Performance since launch and how the engine operates
Since the AI models’ official launch in November 2023, the aggregated list of AI-powered picks is reported to be up +187.52%. That performance represents a +117.33% outperformance relative to the S&P 500 over the same interval, according to the performance figures provided.
The AI selection engine operates on a monthly cadence and evaluates thousands of global equities using a combination of historical and forward-looking signals. Specifically, the system processes more than 15 years of financial data across over 150 quantitative models and applies a mix of valuation, momentum, and growth metrics to identify up to 20 high-conviction stocks per strategy based on medium-term upside potential.
Each strategy is rebalanced monthly: fresh opportunities are added, the strongest performers are retained where appropriate, and names that fail to meet the model’s fundamental thresholds are removed. To provide a consistent benchmark, the strategy uses equal weighting across all selected stocks; individual investors can, of course, choose different allocations.
Subscription access and member notes
For subscribers, the May list is available now. Existing members are directed to the full selection, while non-members are given options to subscribe via the app or web to view the complete May roster and access the data-driven rationale behind each pick.

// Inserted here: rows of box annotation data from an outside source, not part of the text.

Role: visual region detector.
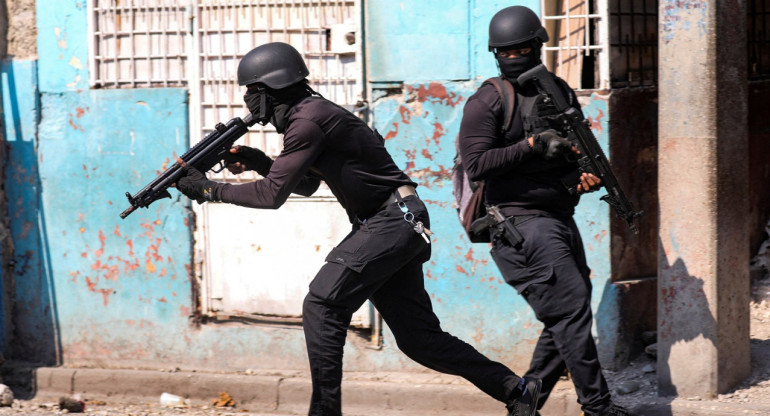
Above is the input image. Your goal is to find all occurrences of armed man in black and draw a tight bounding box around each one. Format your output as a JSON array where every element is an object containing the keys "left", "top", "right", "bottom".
[
  {"left": 177, "top": 42, "right": 540, "bottom": 416},
  {"left": 459, "top": 6, "right": 630, "bottom": 416}
]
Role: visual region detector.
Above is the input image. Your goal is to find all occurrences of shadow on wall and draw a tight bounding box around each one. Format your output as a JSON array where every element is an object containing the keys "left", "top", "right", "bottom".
[{"left": 0, "top": 61, "right": 61, "bottom": 398}]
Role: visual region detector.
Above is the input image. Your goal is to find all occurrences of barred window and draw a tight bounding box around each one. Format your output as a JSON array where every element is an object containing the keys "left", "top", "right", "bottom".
[
  {"left": 610, "top": 0, "right": 658, "bottom": 88},
  {"left": 88, "top": 0, "right": 192, "bottom": 88},
  {"left": 541, "top": 0, "right": 658, "bottom": 89}
]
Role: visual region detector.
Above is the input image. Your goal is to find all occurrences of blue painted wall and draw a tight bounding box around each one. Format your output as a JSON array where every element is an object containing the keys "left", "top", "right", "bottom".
[{"left": 1, "top": 0, "right": 609, "bottom": 371}]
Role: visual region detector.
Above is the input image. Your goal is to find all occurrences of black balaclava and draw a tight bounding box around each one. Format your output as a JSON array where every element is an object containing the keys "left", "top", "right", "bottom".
[
  {"left": 269, "top": 80, "right": 313, "bottom": 134},
  {"left": 495, "top": 42, "right": 542, "bottom": 81},
  {"left": 243, "top": 87, "right": 274, "bottom": 126},
  {"left": 243, "top": 82, "right": 318, "bottom": 134}
]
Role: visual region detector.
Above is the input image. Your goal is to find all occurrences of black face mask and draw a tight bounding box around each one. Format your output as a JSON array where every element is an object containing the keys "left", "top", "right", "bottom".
[
  {"left": 243, "top": 90, "right": 273, "bottom": 126},
  {"left": 497, "top": 49, "right": 540, "bottom": 81}
]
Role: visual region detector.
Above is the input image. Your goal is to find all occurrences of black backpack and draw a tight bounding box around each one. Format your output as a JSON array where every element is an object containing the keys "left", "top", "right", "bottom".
[{"left": 452, "top": 77, "right": 516, "bottom": 243}]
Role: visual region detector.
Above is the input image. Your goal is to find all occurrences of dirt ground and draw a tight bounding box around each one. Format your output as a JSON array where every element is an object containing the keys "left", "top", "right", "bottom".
[
  {"left": 0, "top": 278, "right": 770, "bottom": 416},
  {"left": 605, "top": 278, "right": 770, "bottom": 407}
]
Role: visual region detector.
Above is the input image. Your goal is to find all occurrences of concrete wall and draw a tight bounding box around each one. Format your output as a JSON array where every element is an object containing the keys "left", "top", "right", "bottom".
[{"left": 2, "top": 0, "right": 617, "bottom": 371}]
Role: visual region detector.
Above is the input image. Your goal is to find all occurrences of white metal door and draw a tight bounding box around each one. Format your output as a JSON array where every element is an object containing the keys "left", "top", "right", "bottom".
[{"left": 190, "top": 0, "right": 372, "bottom": 327}]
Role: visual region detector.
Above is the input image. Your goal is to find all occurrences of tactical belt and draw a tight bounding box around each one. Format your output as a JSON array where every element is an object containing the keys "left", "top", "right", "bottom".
[{"left": 378, "top": 185, "right": 417, "bottom": 210}]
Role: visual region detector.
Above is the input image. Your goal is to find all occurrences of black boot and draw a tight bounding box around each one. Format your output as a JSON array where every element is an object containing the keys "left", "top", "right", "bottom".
[
  {"left": 506, "top": 378, "right": 543, "bottom": 416},
  {"left": 585, "top": 403, "right": 636, "bottom": 416}
]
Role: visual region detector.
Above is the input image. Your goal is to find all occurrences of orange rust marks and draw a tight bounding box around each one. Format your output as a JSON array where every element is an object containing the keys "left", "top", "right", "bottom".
[
  {"left": 398, "top": 105, "right": 412, "bottom": 124},
  {"left": 146, "top": 238, "right": 163, "bottom": 262},
  {"left": 126, "top": 240, "right": 134, "bottom": 257},
  {"left": 94, "top": 230, "right": 107, "bottom": 257},
  {"left": 588, "top": 110, "right": 604, "bottom": 134},
  {"left": 425, "top": 269, "right": 434, "bottom": 280},
  {"left": 383, "top": 123, "right": 398, "bottom": 140},
  {"left": 433, "top": 123, "right": 444, "bottom": 144},
  {"left": 407, "top": 82, "right": 463, "bottom": 107},
  {"left": 86, "top": 276, "right": 112, "bottom": 306}
]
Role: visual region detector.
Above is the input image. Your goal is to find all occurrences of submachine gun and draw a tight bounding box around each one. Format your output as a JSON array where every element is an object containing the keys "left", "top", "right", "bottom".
[
  {"left": 517, "top": 64, "right": 642, "bottom": 234},
  {"left": 120, "top": 113, "right": 256, "bottom": 218}
]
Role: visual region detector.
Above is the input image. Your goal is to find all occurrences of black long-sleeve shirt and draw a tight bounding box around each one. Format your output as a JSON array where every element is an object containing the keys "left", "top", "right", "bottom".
[
  {"left": 459, "top": 80, "right": 579, "bottom": 217},
  {"left": 214, "top": 96, "right": 417, "bottom": 222}
]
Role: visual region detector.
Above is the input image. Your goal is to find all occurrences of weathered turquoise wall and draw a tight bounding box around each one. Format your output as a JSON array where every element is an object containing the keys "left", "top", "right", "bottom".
[{"left": 2, "top": 0, "right": 609, "bottom": 371}]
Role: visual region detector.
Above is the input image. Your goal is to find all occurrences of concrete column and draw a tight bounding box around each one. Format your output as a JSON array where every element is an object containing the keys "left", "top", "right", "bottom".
[{"left": 658, "top": 0, "right": 751, "bottom": 398}]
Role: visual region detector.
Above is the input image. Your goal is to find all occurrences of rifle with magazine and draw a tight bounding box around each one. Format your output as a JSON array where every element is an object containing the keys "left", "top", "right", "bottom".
[
  {"left": 517, "top": 64, "right": 642, "bottom": 234},
  {"left": 120, "top": 113, "right": 256, "bottom": 218}
]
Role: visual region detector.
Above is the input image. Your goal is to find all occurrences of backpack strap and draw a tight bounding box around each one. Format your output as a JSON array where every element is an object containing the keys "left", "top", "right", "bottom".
[{"left": 484, "top": 77, "right": 516, "bottom": 132}]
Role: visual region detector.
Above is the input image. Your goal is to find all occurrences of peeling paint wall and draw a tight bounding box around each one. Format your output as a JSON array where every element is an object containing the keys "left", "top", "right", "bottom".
[{"left": 2, "top": 0, "right": 609, "bottom": 372}]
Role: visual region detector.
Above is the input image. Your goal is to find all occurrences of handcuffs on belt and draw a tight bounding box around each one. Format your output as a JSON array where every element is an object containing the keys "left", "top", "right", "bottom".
[{"left": 388, "top": 186, "right": 433, "bottom": 244}]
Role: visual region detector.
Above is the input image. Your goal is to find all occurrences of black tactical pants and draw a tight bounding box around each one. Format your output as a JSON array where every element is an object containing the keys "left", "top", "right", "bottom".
[
  {"left": 303, "top": 196, "right": 519, "bottom": 416},
  {"left": 491, "top": 217, "right": 610, "bottom": 413}
]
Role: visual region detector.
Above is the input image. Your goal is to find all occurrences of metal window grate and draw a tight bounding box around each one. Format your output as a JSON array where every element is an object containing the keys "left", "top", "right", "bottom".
[
  {"left": 746, "top": 0, "right": 770, "bottom": 79},
  {"left": 191, "top": 0, "right": 363, "bottom": 181},
  {"left": 541, "top": 0, "right": 609, "bottom": 89},
  {"left": 609, "top": 0, "right": 658, "bottom": 88},
  {"left": 88, "top": 0, "right": 190, "bottom": 88}
]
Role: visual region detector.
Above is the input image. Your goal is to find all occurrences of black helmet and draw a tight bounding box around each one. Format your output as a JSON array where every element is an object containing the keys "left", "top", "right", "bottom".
[
  {"left": 238, "top": 42, "right": 310, "bottom": 90},
  {"left": 489, "top": 6, "right": 548, "bottom": 51}
]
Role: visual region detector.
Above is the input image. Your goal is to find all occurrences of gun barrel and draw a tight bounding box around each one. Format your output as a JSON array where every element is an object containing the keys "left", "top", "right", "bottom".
[
  {"left": 120, "top": 205, "right": 136, "bottom": 219},
  {"left": 120, "top": 113, "right": 250, "bottom": 219}
]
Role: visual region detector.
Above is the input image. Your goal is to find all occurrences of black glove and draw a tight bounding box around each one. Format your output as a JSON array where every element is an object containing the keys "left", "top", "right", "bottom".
[
  {"left": 176, "top": 166, "right": 216, "bottom": 204},
  {"left": 532, "top": 129, "right": 572, "bottom": 160},
  {"left": 222, "top": 146, "right": 273, "bottom": 176}
]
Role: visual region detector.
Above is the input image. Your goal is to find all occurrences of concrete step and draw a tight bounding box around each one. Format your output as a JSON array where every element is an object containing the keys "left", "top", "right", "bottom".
[{"left": 2, "top": 365, "right": 770, "bottom": 416}]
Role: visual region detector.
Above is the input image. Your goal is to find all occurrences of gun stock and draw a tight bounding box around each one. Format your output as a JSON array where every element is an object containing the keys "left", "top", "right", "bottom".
[
  {"left": 517, "top": 64, "right": 642, "bottom": 234},
  {"left": 120, "top": 113, "right": 256, "bottom": 218}
]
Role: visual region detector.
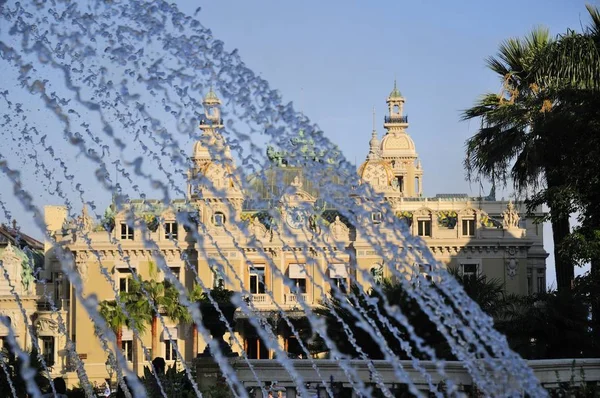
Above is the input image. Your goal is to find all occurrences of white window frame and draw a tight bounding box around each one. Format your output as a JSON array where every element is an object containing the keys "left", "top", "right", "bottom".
[
  {"left": 163, "top": 339, "right": 178, "bottom": 361},
  {"left": 458, "top": 260, "right": 482, "bottom": 277},
  {"left": 248, "top": 263, "right": 267, "bottom": 294},
  {"left": 121, "top": 340, "right": 133, "bottom": 362},
  {"left": 165, "top": 221, "right": 179, "bottom": 240},
  {"left": 371, "top": 211, "right": 383, "bottom": 224},
  {"left": 417, "top": 218, "right": 433, "bottom": 238},
  {"left": 120, "top": 222, "right": 135, "bottom": 240},
  {"left": 212, "top": 211, "right": 227, "bottom": 227}
]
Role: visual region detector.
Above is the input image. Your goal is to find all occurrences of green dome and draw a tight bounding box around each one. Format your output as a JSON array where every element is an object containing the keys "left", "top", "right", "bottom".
[{"left": 204, "top": 86, "right": 219, "bottom": 101}]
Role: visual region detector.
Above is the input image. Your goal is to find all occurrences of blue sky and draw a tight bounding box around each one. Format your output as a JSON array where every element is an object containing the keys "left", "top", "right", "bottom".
[
  {"left": 184, "top": 0, "right": 600, "bottom": 284},
  {"left": 0, "top": 0, "right": 598, "bottom": 283}
]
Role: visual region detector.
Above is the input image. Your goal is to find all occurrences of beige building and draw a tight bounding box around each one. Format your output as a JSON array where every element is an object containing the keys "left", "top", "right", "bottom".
[{"left": 36, "top": 86, "right": 547, "bottom": 383}]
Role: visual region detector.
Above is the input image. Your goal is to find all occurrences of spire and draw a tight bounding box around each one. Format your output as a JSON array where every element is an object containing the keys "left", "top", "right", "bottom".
[{"left": 390, "top": 79, "right": 402, "bottom": 98}]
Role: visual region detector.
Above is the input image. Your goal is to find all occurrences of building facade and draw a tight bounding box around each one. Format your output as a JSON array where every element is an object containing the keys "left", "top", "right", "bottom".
[{"left": 36, "top": 85, "right": 547, "bottom": 382}]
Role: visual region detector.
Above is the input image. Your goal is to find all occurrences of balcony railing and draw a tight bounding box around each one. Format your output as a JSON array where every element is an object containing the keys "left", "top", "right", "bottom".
[
  {"left": 200, "top": 115, "right": 223, "bottom": 126},
  {"left": 383, "top": 115, "right": 408, "bottom": 123},
  {"left": 285, "top": 293, "right": 308, "bottom": 304}
]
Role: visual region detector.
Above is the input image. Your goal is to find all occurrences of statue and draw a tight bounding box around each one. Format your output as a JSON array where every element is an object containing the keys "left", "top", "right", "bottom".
[{"left": 502, "top": 201, "right": 521, "bottom": 229}]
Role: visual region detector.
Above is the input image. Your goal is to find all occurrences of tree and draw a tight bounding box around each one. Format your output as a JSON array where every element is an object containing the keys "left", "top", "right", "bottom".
[
  {"left": 0, "top": 348, "right": 50, "bottom": 398},
  {"left": 125, "top": 279, "right": 168, "bottom": 356},
  {"left": 99, "top": 292, "right": 150, "bottom": 364},
  {"left": 463, "top": 28, "right": 574, "bottom": 290}
]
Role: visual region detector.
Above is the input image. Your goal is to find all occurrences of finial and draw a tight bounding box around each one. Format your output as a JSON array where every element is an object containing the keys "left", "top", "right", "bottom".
[{"left": 373, "top": 107, "right": 375, "bottom": 133}]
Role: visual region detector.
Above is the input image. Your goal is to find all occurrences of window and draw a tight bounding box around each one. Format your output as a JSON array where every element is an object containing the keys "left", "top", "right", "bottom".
[
  {"left": 463, "top": 220, "right": 475, "bottom": 236},
  {"left": 460, "top": 264, "right": 479, "bottom": 277},
  {"left": 164, "top": 267, "right": 181, "bottom": 288},
  {"left": 121, "top": 340, "right": 133, "bottom": 362},
  {"left": 121, "top": 222, "right": 133, "bottom": 240},
  {"left": 417, "top": 220, "right": 431, "bottom": 236},
  {"left": 537, "top": 268, "right": 546, "bottom": 293},
  {"left": 40, "top": 336, "right": 54, "bottom": 366},
  {"left": 250, "top": 264, "right": 265, "bottom": 294},
  {"left": 292, "top": 278, "right": 306, "bottom": 294},
  {"left": 371, "top": 211, "right": 383, "bottom": 224},
  {"left": 329, "top": 263, "right": 348, "bottom": 293},
  {"left": 165, "top": 340, "right": 177, "bottom": 361},
  {"left": 211, "top": 267, "right": 225, "bottom": 289},
  {"left": 419, "top": 264, "right": 431, "bottom": 281},
  {"left": 246, "top": 336, "right": 269, "bottom": 359},
  {"left": 288, "top": 264, "right": 306, "bottom": 293},
  {"left": 396, "top": 176, "right": 404, "bottom": 192},
  {"left": 213, "top": 211, "right": 225, "bottom": 227},
  {"left": 165, "top": 222, "right": 177, "bottom": 239}
]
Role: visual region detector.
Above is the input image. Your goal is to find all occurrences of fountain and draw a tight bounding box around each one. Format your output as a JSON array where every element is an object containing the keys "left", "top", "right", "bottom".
[{"left": 0, "top": 0, "right": 545, "bottom": 397}]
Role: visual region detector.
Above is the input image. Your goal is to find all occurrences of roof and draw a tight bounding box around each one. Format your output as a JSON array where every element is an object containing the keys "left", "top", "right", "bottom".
[{"left": 0, "top": 224, "right": 44, "bottom": 250}]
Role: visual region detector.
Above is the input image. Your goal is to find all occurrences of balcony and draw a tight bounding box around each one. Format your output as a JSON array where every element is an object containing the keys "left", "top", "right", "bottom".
[
  {"left": 250, "top": 293, "right": 271, "bottom": 307},
  {"left": 285, "top": 293, "right": 308, "bottom": 305},
  {"left": 383, "top": 115, "right": 408, "bottom": 123}
]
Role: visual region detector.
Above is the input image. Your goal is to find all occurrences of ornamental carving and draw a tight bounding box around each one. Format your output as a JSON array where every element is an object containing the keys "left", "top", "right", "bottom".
[
  {"left": 329, "top": 216, "right": 350, "bottom": 240},
  {"left": 506, "top": 258, "right": 518, "bottom": 279},
  {"left": 33, "top": 317, "right": 58, "bottom": 335},
  {"left": 502, "top": 201, "right": 521, "bottom": 229}
]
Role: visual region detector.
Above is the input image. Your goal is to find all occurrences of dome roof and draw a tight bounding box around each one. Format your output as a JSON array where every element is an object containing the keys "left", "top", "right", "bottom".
[
  {"left": 389, "top": 80, "right": 402, "bottom": 98},
  {"left": 381, "top": 132, "right": 416, "bottom": 157},
  {"left": 204, "top": 86, "right": 221, "bottom": 103}
]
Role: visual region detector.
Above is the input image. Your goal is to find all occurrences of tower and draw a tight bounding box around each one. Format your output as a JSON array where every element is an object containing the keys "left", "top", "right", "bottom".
[
  {"left": 187, "top": 87, "right": 241, "bottom": 204},
  {"left": 359, "top": 81, "right": 423, "bottom": 198}
]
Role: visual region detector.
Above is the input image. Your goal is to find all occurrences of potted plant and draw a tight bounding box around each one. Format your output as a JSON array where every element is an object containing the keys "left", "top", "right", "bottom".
[
  {"left": 199, "top": 287, "right": 237, "bottom": 357},
  {"left": 142, "top": 213, "right": 159, "bottom": 232}
]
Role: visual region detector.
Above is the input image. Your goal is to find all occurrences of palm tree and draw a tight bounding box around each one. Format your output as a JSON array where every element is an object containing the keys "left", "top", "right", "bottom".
[
  {"left": 99, "top": 292, "right": 150, "bottom": 364},
  {"left": 126, "top": 280, "right": 168, "bottom": 357},
  {"left": 188, "top": 284, "right": 204, "bottom": 357},
  {"left": 463, "top": 28, "right": 574, "bottom": 290}
]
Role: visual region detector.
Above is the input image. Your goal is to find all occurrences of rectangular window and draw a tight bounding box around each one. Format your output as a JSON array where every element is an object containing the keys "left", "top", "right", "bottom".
[
  {"left": 119, "top": 276, "right": 131, "bottom": 292},
  {"left": 331, "top": 278, "right": 348, "bottom": 293},
  {"left": 396, "top": 176, "right": 404, "bottom": 192},
  {"left": 460, "top": 264, "right": 479, "bottom": 277},
  {"left": 40, "top": 336, "right": 54, "bottom": 366},
  {"left": 165, "top": 222, "right": 177, "bottom": 239},
  {"left": 165, "top": 340, "right": 177, "bottom": 361},
  {"left": 246, "top": 336, "right": 269, "bottom": 359},
  {"left": 537, "top": 268, "right": 546, "bottom": 293},
  {"left": 463, "top": 220, "right": 475, "bottom": 236},
  {"left": 121, "top": 340, "right": 133, "bottom": 362},
  {"left": 371, "top": 211, "right": 383, "bottom": 224},
  {"left": 250, "top": 264, "right": 265, "bottom": 294},
  {"left": 164, "top": 267, "right": 181, "bottom": 288},
  {"left": 121, "top": 223, "right": 133, "bottom": 240},
  {"left": 417, "top": 220, "right": 431, "bottom": 236},
  {"left": 292, "top": 278, "right": 306, "bottom": 294}
]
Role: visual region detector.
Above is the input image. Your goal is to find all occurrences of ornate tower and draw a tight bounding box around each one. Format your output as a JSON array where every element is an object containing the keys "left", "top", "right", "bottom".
[
  {"left": 187, "top": 87, "right": 241, "bottom": 204},
  {"left": 381, "top": 81, "right": 423, "bottom": 198},
  {"left": 358, "top": 82, "right": 423, "bottom": 197}
]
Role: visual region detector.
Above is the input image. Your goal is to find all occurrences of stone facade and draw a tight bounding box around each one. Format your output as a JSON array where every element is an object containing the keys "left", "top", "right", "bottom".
[{"left": 38, "top": 87, "right": 547, "bottom": 382}]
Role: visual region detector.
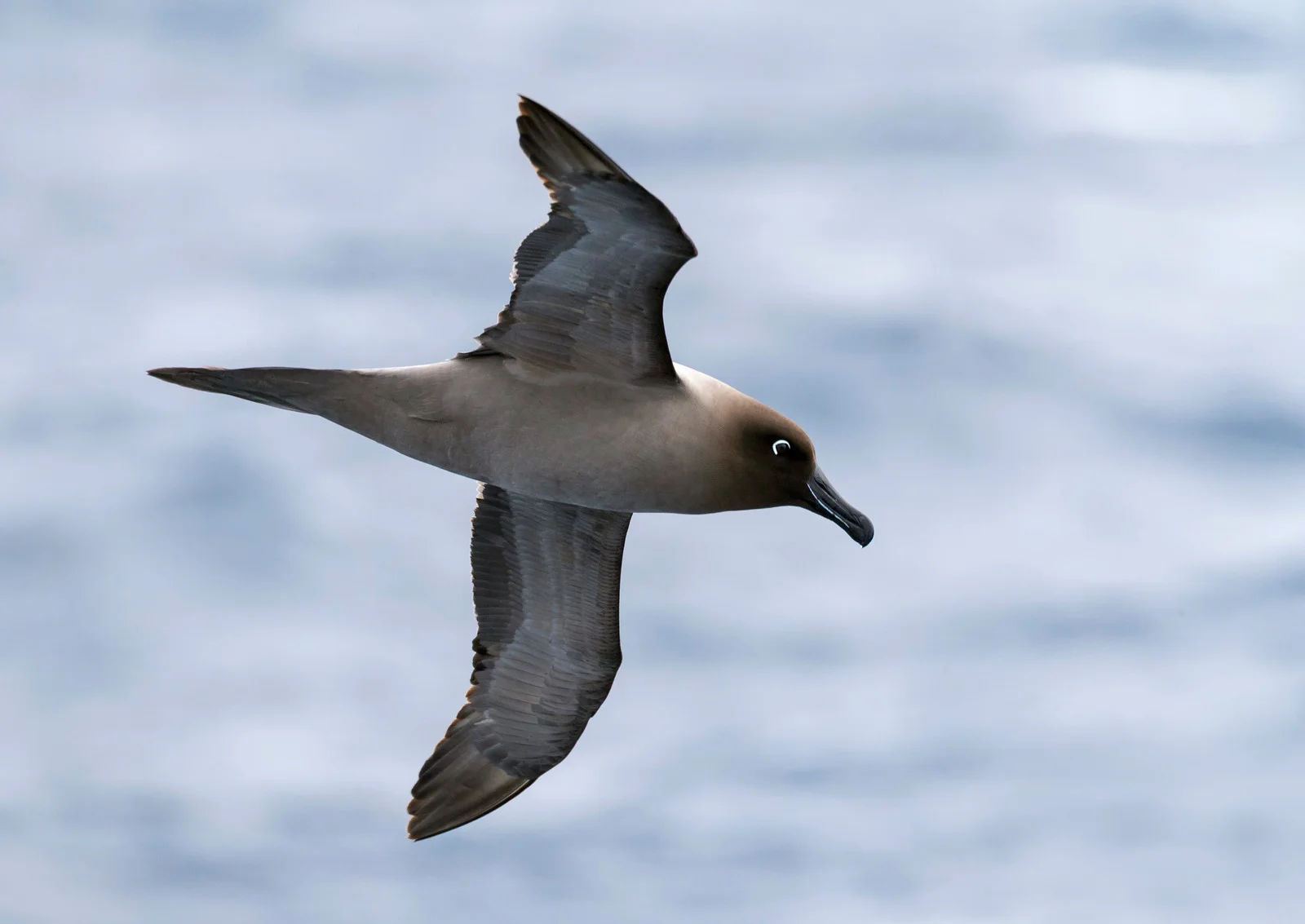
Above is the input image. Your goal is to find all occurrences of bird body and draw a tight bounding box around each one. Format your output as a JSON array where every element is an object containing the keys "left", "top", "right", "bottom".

The article notes that subscription prices were accurate at the time of publication and that offers may vary by region.
The engine’s stated objective is systematic: not to capture one-off winners but to continuously reallocate capital toward the strongest opportunities as market conditions evolve.
Context and closing observation
April’s unusual market breadth provided fertile ground for AI-assisted stock selection, enabling sizable gains in both healthcare and semiconductor names. The selection and rebalancing process drove a concentrated set of winners, and the May refresh reflects the engine’s ongoing emphasis on momentum, valuation discipline, and liquidity considerations. As earnings season continues and volatility persists, the model will continue to scan and reshuffle its high-conviction set on a monthly basis.